There was a crash of cacophonous chords from the piano, as if a startled pianist had slammed his or her hands down on the keys.
Then the store was still, silent. The piano sat as if it had never been touched.
Andrea was not surprised, really, to find the front door was securely locked and bolted. She lowered the bat and quickly walked back to the storage room.
The unfinished shipment was still spread out on the table. The last carton was still unfilled.
"It can wait," Andrea told her herself. She grabbed her coat and hurried out the back door.
"The driver didn't make it. I didn't make it."
Melinda woke with a start. Her heart was pounding, seeming to echo in the stillness of her bedroom. She wiped an arm across her face and it came away wet. She had been crying. Her dream - her nightmare - had been so real...
She had been having the dream off and on for four weeks, ever since witnessing the fatal car crash. It was the same each time. She saw a silver SUV, monstrously out of proportion, barreling down on the car she and Jim were riding in.
"The driver didn't make it." That was what the real driver - an out-of-towner named Jacob Sloan, according to the newspapers - had said to her. Only, in her dream, it was Jim who spoke those words, Jim who stared at her with haunted eyes, Jim with the horrible gash on the side of his head. Jim...
...who was sleeping soundly beside her. She watched his chest rise and fall, his breaths even and slow. He was okay. She was okay.
The clock on the nightstand glowed red in the darkness: 12:02. Her throat suddenly felt dry; she needed some water. Careful not to disturb her husband, Melinda swung her legs over the side of the bed and softly slipped out of the room.
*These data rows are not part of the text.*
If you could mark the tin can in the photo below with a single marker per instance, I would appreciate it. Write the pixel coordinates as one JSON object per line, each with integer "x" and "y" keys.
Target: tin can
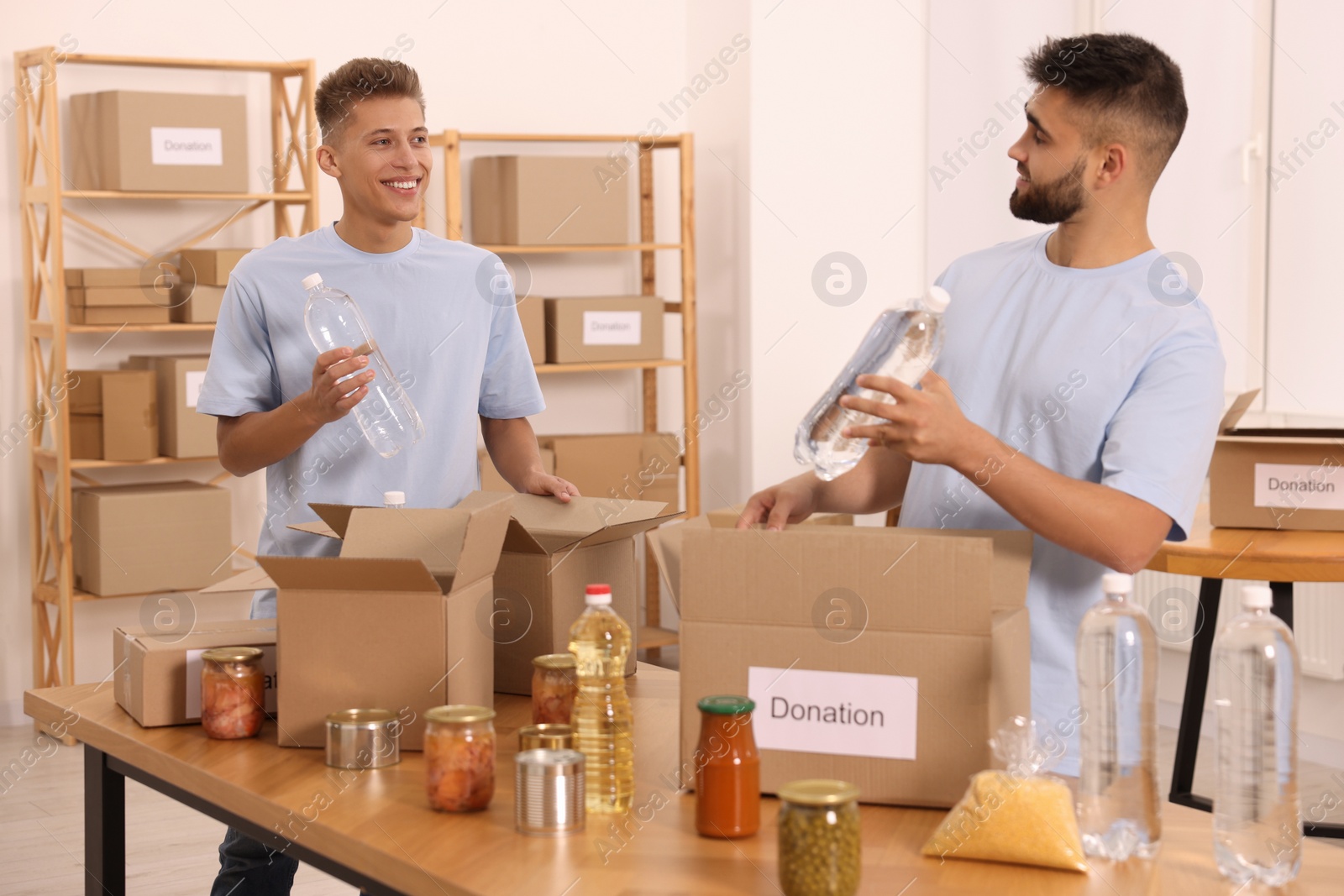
{"x": 363, "y": 739}
{"x": 549, "y": 792}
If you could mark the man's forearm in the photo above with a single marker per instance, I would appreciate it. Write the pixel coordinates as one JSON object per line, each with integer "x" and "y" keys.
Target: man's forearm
{"x": 1105, "y": 524}
{"x": 255, "y": 441}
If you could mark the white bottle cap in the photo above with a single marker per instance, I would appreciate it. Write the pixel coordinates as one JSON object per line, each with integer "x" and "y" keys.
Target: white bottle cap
{"x": 937, "y": 300}
{"x": 1257, "y": 597}
{"x": 1117, "y": 584}
{"x": 598, "y": 595}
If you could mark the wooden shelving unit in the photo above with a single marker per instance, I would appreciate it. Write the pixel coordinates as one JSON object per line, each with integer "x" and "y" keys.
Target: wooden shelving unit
{"x": 45, "y": 192}
{"x": 651, "y": 633}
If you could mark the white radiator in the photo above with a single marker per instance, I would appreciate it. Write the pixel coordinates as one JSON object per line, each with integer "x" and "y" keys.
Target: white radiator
{"x": 1317, "y": 617}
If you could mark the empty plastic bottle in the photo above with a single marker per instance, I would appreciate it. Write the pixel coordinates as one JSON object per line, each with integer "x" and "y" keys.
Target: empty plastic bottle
{"x": 902, "y": 343}
{"x": 600, "y": 641}
{"x": 386, "y": 416}
{"x": 1119, "y": 808}
{"x": 1257, "y": 815}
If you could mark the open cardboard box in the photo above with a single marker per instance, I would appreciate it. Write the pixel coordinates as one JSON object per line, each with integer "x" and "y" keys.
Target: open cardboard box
{"x": 1276, "y": 479}
{"x": 400, "y": 621}
{"x": 880, "y": 656}
{"x": 550, "y": 553}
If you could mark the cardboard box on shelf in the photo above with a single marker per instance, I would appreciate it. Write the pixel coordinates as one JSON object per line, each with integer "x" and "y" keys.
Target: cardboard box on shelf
{"x": 727, "y": 517}
{"x": 118, "y": 315}
{"x": 159, "y": 141}
{"x": 156, "y": 674}
{"x": 537, "y": 201}
{"x": 880, "y": 656}
{"x": 181, "y": 432}
{"x": 1276, "y": 477}
{"x": 208, "y": 266}
{"x": 551, "y": 553}
{"x": 197, "y": 305}
{"x": 401, "y": 620}
{"x": 628, "y": 466}
{"x": 127, "y": 409}
{"x": 154, "y": 537}
{"x": 491, "y": 479}
{"x": 531, "y": 313}
{"x": 604, "y": 328}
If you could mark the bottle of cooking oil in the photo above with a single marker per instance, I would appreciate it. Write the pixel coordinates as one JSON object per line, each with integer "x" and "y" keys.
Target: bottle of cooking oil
{"x": 600, "y": 641}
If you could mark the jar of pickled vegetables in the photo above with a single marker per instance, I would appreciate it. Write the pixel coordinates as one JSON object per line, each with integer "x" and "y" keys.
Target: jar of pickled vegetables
{"x": 554, "y": 688}
{"x": 460, "y": 758}
{"x": 233, "y": 692}
{"x": 819, "y": 839}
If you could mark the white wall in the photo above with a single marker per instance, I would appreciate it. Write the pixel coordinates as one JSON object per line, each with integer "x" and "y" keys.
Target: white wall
{"x": 580, "y": 67}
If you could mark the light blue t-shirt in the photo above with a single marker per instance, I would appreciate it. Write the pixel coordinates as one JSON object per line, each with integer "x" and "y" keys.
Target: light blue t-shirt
{"x": 1089, "y": 374}
{"x": 457, "y": 352}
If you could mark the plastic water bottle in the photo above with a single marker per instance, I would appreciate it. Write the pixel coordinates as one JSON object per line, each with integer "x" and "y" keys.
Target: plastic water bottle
{"x": 601, "y": 641}
{"x": 1257, "y": 815}
{"x": 902, "y": 343}
{"x": 1119, "y": 808}
{"x": 386, "y": 416}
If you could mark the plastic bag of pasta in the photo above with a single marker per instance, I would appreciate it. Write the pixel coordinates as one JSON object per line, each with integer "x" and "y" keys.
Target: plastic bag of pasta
{"x": 1018, "y": 815}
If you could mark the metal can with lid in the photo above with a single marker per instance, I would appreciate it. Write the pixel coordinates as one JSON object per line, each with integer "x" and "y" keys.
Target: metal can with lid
{"x": 554, "y": 688}
{"x": 546, "y": 736}
{"x": 460, "y": 758}
{"x": 819, "y": 839}
{"x": 549, "y": 792}
{"x": 233, "y": 692}
{"x": 363, "y": 739}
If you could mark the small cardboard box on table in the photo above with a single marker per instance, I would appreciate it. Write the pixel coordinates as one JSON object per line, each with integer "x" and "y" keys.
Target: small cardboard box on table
{"x": 550, "y": 553}
{"x": 394, "y": 622}
{"x": 880, "y": 656}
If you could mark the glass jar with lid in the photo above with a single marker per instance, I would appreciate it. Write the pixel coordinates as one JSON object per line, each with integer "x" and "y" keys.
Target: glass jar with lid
{"x": 727, "y": 768}
{"x": 554, "y": 688}
{"x": 819, "y": 839}
{"x": 460, "y": 758}
{"x": 233, "y": 692}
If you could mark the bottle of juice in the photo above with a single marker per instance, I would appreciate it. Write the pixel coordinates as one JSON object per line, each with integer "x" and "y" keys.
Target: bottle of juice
{"x": 600, "y": 641}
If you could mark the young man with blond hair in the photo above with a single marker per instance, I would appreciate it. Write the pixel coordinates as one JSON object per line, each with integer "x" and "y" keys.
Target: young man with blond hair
{"x": 456, "y": 348}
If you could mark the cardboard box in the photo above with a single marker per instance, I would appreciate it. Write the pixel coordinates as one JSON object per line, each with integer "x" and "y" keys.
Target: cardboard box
{"x": 557, "y": 201}
{"x": 128, "y": 409}
{"x": 531, "y": 313}
{"x": 181, "y": 432}
{"x": 880, "y": 656}
{"x": 151, "y": 141}
{"x": 1276, "y": 479}
{"x": 154, "y": 537}
{"x": 604, "y": 328}
{"x": 491, "y": 479}
{"x": 208, "y": 266}
{"x": 156, "y": 674}
{"x": 629, "y": 466}
{"x": 727, "y": 517}
{"x": 401, "y": 620}
{"x": 118, "y": 315}
{"x": 197, "y": 305}
{"x": 550, "y": 553}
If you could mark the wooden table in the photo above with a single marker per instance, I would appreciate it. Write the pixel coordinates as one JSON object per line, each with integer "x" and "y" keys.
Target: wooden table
{"x": 375, "y": 829}
{"x": 1278, "y": 557}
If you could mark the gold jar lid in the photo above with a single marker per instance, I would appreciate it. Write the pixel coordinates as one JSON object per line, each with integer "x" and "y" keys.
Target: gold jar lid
{"x": 819, "y": 792}
{"x": 459, "y": 714}
{"x": 232, "y": 654}
{"x": 362, "y": 718}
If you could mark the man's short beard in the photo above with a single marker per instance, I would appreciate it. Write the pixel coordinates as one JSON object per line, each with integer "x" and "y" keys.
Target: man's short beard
{"x": 1053, "y": 202}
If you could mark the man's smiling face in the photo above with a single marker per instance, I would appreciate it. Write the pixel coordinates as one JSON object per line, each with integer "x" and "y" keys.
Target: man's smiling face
{"x": 383, "y": 156}
{"x": 1052, "y": 163}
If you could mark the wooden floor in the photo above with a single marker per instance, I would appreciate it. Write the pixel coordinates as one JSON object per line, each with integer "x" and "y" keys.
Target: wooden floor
{"x": 171, "y": 851}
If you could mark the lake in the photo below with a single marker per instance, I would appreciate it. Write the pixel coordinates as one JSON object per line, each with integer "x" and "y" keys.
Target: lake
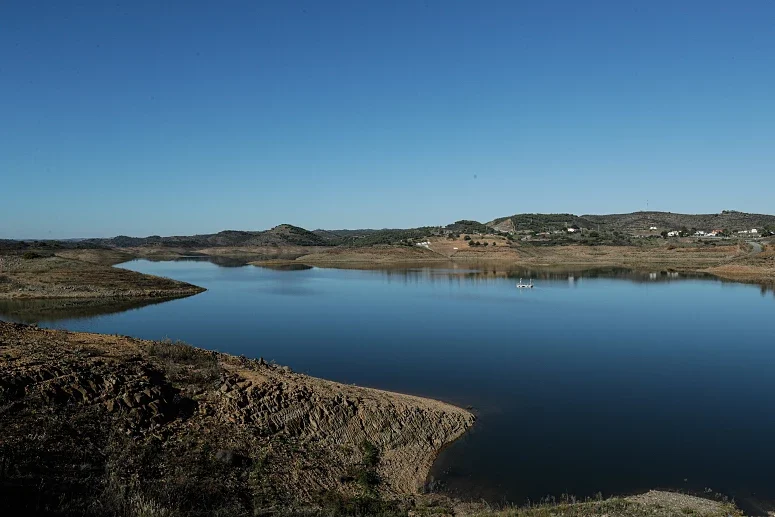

Downstairs, she flipped on the kitchen light. She took a bottle of drinking water from the refrigerator, unscrewed the cap, and drank deeply. Her throat was parched and she felt as if she had been running a marathon.
Four weeks.
Closing the fridge, she located a folded newspaper article taped to the doors. She had clipped it from the paper and saved it, though she wasn't quite sure why. It had appeared in the paper the morning following the wreck, below the fold but on the front page. The headline solemnly announced:
HOLLYWOOD COMPOSER KILLED IN EVENING CRASH
Jacob Sloan was the man's name and he was apparently a popular composer of music for blockbuster films. The name rang no bells in Melinda's mind. However, Andrea was familiar with his music. A music buff to begin with, she was the kind of person who read all of the opening credits at the movies.
The article briefly mentioned how Sloan had been in Grandview visiting an old friend, an independent film director who had shot his movie in town. That, Melinda remembered because traffic had been snarled for two days in front of her store. The director, Michael Dorsey, had been the passenger in the BMW. The article listed him in 'serious but stable condition.' The Suburban driver, a local man named Padgett, was treated and released.
The article listed Sloan's filmography and talked of his current project with Dorsey, but there were few personal details mentioned, save that he had a wife and son, and that his California funeral would be closed to the public.
There were only few paragraphs in the paper a week later, when Dorsey was released from the hospital. They rehashed the same material, nothing new, and nothing about the dead man's life. The accident put Grandview on the national map for a day or two at most, and then the world went on.
But Melinda could not forget.
She could still see the man's eyes, blue-gray, pained. They were not the eyes of a spirit at peace, her experience told her that. She expected to see him in the days following the accident, but he didn't show up, didn't come to her for help. Deep down, she hoped that he had been able to cross over.